Using XQuery in anger

Volume 11, Issue 49; 02 Jul 2008; last modified 08 Oct 2010

As XQuery, in the form of my first real work project, kept me busy over the past month or so, it seems logical to start blogging again with some lessons learned.

What I said before still applies: I remain impressed with XQuery as a programming language for building web applications on top of a product like Mark Logic Server.

I have a slightly odd relationship with XQuery because I was on the XSL Working Group when XPath 2.0, XSLT 2.0, and XQuery 1.0 were being defined. A lot of that work was done jointly, so I've seen a fair bit of XQuery go by, but I wasn't paying that much attention to the XQuery-only bits [Clearly! See below. -ed].

My first real work project was a proof-of-concept exercise.
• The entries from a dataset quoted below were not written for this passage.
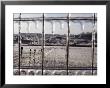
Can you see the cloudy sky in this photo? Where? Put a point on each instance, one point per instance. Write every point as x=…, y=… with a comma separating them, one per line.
x=58, y=27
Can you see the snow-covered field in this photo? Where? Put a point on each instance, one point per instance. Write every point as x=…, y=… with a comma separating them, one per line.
x=54, y=58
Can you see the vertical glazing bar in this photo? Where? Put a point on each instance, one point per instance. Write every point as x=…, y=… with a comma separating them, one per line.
x=67, y=44
x=42, y=43
x=19, y=42
x=93, y=44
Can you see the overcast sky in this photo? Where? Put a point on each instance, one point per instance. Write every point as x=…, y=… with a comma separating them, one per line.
x=58, y=27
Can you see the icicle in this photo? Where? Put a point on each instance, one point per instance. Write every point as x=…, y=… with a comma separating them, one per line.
x=28, y=27
x=53, y=27
x=82, y=25
x=61, y=25
x=36, y=24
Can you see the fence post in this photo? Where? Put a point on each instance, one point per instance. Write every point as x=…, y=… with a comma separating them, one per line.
x=93, y=43
x=19, y=42
x=43, y=44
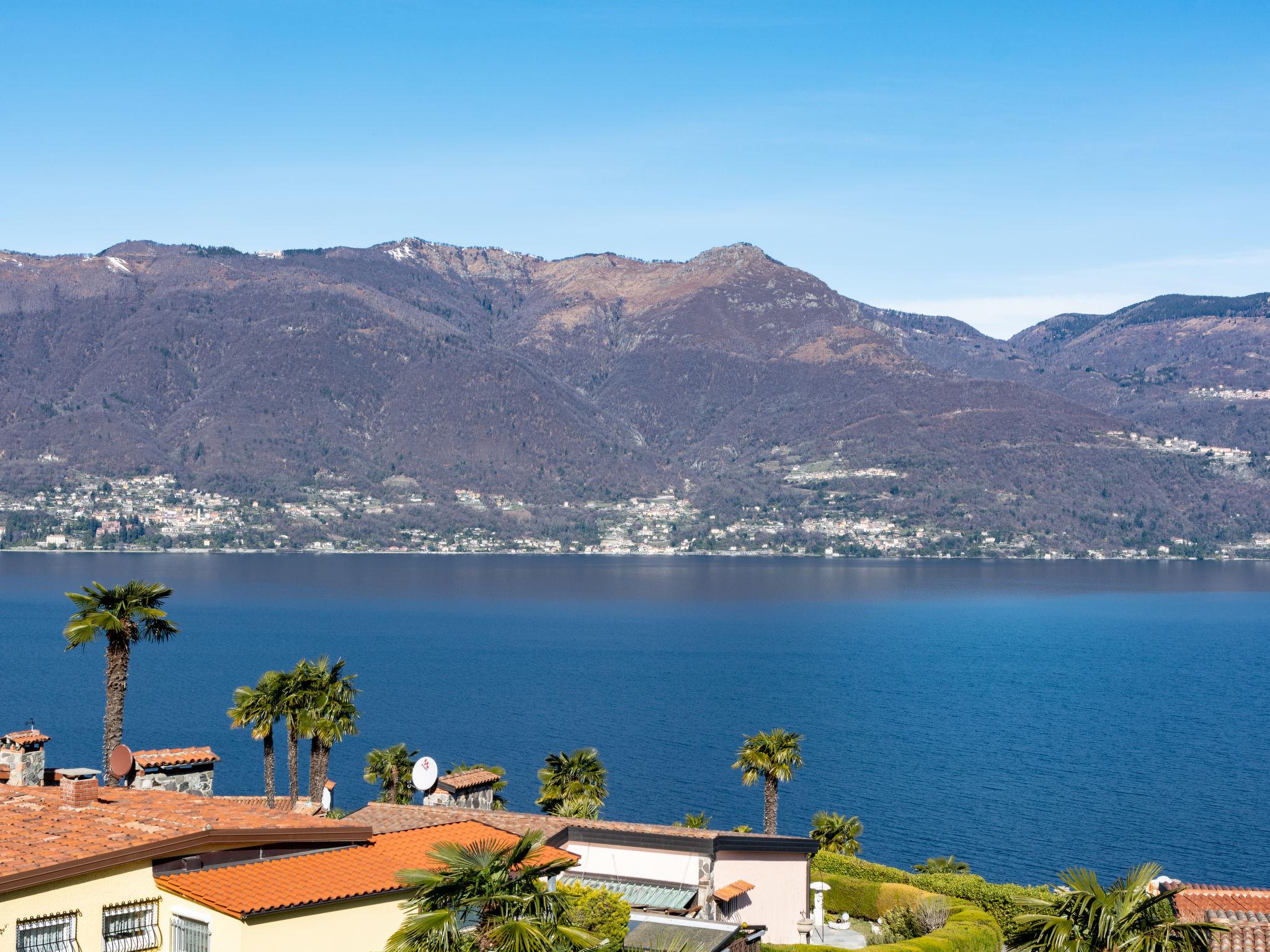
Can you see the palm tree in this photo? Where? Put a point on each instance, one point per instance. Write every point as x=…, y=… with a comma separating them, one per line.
x=488, y=896
x=123, y=615
x=499, y=786
x=259, y=708
x=694, y=822
x=390, y=769
x=773, y=756
x=578, y=777
x=332, y=716
x=1126, y=918
x=836, y=833
x=943, y=863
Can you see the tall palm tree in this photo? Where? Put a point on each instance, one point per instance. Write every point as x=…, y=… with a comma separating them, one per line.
x=332, y=716
x=578, y=777
x=488, y=896
x=773, y=756
x=499, y=786
x=259, y=708
x=943, y=863
x=390, y=769
x=1124, y=918
x=836, y=833
x=123, y=616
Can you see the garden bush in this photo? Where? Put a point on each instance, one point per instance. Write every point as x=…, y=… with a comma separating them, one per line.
x=1000, y=899
x=600, y=912
x=968, y=928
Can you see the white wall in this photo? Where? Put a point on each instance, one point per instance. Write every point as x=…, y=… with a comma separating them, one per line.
x=779, y=897
x=629, y=862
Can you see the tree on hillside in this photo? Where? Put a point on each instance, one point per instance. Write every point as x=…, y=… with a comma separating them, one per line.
x=773, y=756
x=259, y=708
x=944, y=865
x=1126, y=918
x=390, y=770
x=488, y=896
x=123, y=616
x=575, y=782
x=836, y=833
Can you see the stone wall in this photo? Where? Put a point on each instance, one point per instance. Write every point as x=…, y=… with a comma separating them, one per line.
x=25, y=767
x=183, y=780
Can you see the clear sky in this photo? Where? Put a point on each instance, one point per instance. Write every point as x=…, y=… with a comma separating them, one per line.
x=1000, y=163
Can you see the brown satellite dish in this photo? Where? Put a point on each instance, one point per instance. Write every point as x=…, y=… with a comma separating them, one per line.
x=121, y=762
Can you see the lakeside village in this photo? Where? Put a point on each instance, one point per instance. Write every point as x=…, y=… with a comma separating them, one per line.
x=158, y=513
x=145, y=853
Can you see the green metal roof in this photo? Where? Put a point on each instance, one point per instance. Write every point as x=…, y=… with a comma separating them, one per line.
x=657, y=895
x=655, y=933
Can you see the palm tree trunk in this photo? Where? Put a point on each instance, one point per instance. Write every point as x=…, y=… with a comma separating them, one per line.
x=294, y=762
x=319, y=759
x=117, y=651
x=270, y=796
x=770, y=795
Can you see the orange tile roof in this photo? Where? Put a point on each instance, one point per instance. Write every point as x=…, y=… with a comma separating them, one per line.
x=29, y=736
x=726, y=894
x=173, y=757
x=329, y=876
x=1197, y=902
x=43, y=840
x=469, y=778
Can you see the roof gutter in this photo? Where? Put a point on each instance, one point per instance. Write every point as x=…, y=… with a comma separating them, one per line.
x=178, y=845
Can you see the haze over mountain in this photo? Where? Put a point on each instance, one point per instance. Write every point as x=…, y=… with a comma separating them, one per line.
x=441, y=367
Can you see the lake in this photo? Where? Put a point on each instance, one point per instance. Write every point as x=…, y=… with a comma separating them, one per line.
x=1025, y=716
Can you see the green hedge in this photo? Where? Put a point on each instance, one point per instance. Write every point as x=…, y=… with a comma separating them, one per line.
x=1000, y=899
x=968, y=930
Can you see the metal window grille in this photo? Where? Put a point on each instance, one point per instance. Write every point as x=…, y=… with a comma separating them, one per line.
x=48, y=933
x=191, y=935
x=130, y=927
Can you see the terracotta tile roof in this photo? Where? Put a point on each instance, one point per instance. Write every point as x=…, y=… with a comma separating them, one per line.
x=173, y=757
x=384, y=818
x=1242, y=937
x=1197, y=901
x=726, y=894
x=23, y=738
x=328, y=876
x=469, y=778
x=40, y=835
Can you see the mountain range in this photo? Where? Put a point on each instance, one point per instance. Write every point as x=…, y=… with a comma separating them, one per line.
x=732, y=379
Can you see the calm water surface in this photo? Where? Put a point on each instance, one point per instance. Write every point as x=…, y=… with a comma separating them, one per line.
x=1024, y=716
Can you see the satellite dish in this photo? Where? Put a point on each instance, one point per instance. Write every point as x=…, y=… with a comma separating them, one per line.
x=425, y=774
x=121, y=762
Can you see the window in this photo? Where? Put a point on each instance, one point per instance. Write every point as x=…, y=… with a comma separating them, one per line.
x=191, y=935
x=48, y=933
x=130, y=927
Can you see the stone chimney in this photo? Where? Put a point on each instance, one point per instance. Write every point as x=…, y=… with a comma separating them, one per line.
x=79, y=786
x=23, y=753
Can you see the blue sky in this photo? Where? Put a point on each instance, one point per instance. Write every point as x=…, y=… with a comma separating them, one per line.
x=996, y=162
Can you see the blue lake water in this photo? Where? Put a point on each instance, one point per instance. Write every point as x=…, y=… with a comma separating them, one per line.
x=1024, y=716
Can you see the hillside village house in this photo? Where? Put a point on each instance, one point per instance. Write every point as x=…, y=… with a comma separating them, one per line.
x=164, y=865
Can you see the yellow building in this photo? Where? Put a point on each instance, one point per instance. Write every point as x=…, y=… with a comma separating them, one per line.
x=86, y=868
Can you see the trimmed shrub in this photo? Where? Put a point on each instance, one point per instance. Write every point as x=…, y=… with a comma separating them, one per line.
x=600, y=912
x=968, y=928
x=998, y=899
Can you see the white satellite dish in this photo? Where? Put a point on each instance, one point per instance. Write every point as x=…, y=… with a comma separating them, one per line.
x=425, y=774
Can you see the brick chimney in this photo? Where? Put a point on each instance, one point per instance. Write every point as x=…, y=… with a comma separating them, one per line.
x=79, y=786
x=23, y=753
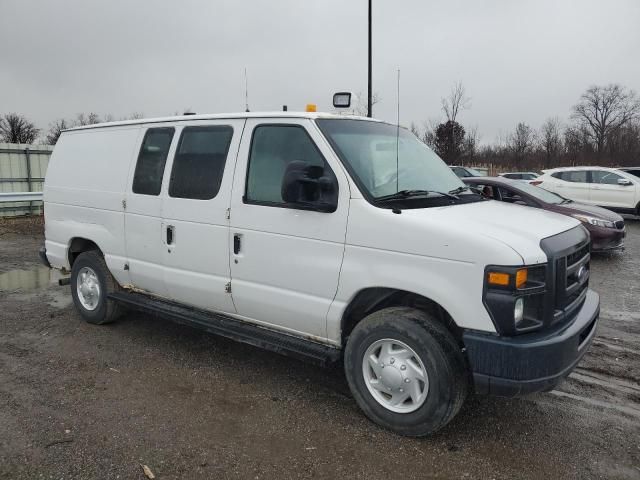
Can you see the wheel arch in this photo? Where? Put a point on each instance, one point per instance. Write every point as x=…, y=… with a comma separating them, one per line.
x=372, y=299
x=78, y=245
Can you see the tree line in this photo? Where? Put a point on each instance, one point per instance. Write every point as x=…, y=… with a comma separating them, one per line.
x=16, y=128
x=603, y=128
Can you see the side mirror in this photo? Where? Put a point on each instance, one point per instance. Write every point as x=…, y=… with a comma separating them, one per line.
x=305, y=186
x=342, y=100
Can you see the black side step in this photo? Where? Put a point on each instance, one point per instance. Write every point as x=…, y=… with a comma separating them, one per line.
x=228, y=327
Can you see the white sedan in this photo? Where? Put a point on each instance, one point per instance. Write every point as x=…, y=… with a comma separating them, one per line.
x=606, y=187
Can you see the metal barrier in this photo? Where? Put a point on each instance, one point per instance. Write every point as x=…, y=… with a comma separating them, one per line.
x=20, y=196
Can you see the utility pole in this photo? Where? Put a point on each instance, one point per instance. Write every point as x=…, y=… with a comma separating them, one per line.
x=370, y=92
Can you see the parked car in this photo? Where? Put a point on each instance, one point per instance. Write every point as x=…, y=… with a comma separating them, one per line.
x=326, y=237
x=527, y=176
x=464, y=172
x=607, y=228
x=635, y=171
x=607, y=187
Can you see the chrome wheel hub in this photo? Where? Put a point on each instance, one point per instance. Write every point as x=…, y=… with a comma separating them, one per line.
x=88, y=288
x=395, y=375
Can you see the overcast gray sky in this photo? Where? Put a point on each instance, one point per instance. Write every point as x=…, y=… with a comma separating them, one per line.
x=519, y=60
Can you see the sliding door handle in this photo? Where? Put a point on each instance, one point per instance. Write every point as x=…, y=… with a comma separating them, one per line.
x=236, y=243
x=170, y=234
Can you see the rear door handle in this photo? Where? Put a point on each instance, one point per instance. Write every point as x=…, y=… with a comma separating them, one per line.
x=236, y=243
x=170, y=234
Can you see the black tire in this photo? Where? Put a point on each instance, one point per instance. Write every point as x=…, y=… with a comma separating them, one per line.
x=438, y=351
x=106, y=311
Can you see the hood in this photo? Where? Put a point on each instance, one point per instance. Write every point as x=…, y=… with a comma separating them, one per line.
x=592, y=210
x=519, y=227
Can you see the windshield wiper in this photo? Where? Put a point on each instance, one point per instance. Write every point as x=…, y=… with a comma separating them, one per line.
x=402, y=194
x=458, y=190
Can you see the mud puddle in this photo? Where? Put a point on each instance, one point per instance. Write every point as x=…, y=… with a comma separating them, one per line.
x=27, y=284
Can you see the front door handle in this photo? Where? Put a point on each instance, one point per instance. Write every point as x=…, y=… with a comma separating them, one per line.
x=170, y=234
x=236, y=243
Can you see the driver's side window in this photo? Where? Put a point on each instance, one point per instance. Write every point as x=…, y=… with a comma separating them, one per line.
x=273, y=149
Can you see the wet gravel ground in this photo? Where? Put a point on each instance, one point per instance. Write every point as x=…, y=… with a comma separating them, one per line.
x=83, y=401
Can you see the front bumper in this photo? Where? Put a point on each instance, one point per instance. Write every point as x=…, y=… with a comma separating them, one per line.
x=511, y=366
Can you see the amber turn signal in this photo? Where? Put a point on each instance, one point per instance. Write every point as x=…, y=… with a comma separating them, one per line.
x=521, y=277
x=499, y=278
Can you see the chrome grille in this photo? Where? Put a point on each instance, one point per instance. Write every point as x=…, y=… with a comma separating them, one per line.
x=573, y=278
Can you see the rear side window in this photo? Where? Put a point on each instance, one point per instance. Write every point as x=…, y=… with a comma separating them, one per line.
x=576, y=176
x=273, y=147
x=147, y=179
x=607, y=178
x=199, y=162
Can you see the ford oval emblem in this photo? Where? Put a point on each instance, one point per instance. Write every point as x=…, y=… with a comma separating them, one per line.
x=582, y=274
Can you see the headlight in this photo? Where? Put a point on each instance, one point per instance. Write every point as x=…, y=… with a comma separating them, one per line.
x=594, y=221
x=518, y=311
x=514, y=297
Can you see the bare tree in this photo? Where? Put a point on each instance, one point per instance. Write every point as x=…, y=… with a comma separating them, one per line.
x=602, y=110
x=522, y=141
x=470, y=144
x=456, y=101
x=551, y=140
x=16, y=128
x=55, y=129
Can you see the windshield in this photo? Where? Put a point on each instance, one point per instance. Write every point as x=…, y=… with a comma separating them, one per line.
x=473, y=172
x=384, y=161
x=541, y=193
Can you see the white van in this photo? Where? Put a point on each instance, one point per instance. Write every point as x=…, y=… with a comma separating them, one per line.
x=325, y=237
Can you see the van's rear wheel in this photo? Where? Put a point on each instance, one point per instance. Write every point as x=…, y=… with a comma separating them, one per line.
x=406, y=371
x=91, y=282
In broad strokes, I had to take collections of items from five or six different XML formats, present them reasonably well in several formats, provide a uniform search interface (full-text and by discrete facets) across all the formats, allow the user to select items and build a new document from those items, and provide some simple forms for adding new items or changing existing items.

It's a few thousand lines of XQuery (and some JavaScript libraries, but that's another topic) and it works just they way I want it to. The requirements have shifted a little bit once or twice and XQuery proved quite agile.

Which isn't to say without annoyance.

First, there's the issue that

<foaf:nick>Micah</foaf:nick>

identified. Careless use of path expressions littered some of my HTML with random source elements. For most of them, I found a cast to xs:string sufficient. For others, as

<foaf:nick>Jeni</foaf:nick>

points out in her comment, you really do need to do the recursive function thing.

And, well, there's that whole recursive-descent, walk the tree yourself, approach to converting from one XML vocabulary to another. That's just a drag. If XSLT has it and XQuery doesn't, XQuery is the weaker for it. Formatting dates and times, generating unique identifiers, grouping, who thought these were things you didn't need in XQuery?

If you're familiar with variables in XSLT, it's tempting to think of the XQuery let statement as roughly analogous. So you write things like this:


let $foo := some expression
something[@class=$foo]|something-else[contains(@role,$foo)]

And you discover that you've left out the return statement. Careful examination of the XQuery grammar will reveal that let is only allowed in a FLWOR expression, it's just that the for, where, and order by parts are optional. The return isn't. I kid you not.

Speaking of the return statement, am I the only one routinely tempted to put it at the end of function bodies, where it doesn't belong? Yeah, maybe I am.

Finally, there is a small corner of the XQuery specification which is deeply, fundamentally perverse. XQuery allows you to specify the default element namespace so that the bare element name “somename” in your query will be in the specified namespace. Unfortunately, doing that makes it impossible to write the name of an element that is not in a namespace. So the XQuery specification allows you to bind a prefix to the empty string:

declare namespace l = ""

You can then refer to elements in no namespace using that prefix, “l:someothername”. That is just wrong, wrong, wrong!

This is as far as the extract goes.